O Naked Raygun cantava sobre a vida dos jovens da classe operária. Seus integrantes se misturavam com o público e eram parte dele. Dirigiam a própria van nas turnês e circulavam pelos subúrbios com seus inseparáveis coturnos Doc Martens e os indefectíveis corte de cabelo escovinha. Eram uma espécie de Clash local, mas bebiam mesmo do songwriting do Buzzcocks.
Seu álbum de estreia, Throb Throb, de 1985, é uma gema do punk americano. Em impacto sônico, certamente está ao lado de discos como Wild in the Streets, do Circle Jerks, e Damaged, do Black Flag.

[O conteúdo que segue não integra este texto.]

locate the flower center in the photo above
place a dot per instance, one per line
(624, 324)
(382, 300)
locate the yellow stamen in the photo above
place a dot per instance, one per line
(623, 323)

Em qualidade de composição, está definitivamente acima.
Os primeiros 12 segundos do álbum, com o riff lancinante de "Rat Patrol", obra do talentoso John Haggerty, resultam no melhor início de um disco punk desde Nevermind the Bollocks.
E desta bolacha saíram outras preciosidades, como "Surf Combat", "Metastasis" -que conheci num passado longíquo através de uma coletânea da Flipside- e "Managua". Os riffs abrasivos e os famosos "hey-hey-hey" já estavam todos lá, incitando a tensão e a excitação de uma época.
Como uma nota curiosa, a capa de Throb Throb é assinada pelo importante quadrinista Mike Saenz, também natural de Chicago, e pioneiro absoluto na criação de gibis com arte gerada em computador ("Shatter", "Crash", etc).
O Naked Raygun gravaria uma seqüência de álbuns fundamentais na segunda metade dos 80's, como Jettison, All Rise e Understand?, até encerrar a carreira em 1991, pouco depois de lançar seu epitáfio: Raygun...Naked Raygun.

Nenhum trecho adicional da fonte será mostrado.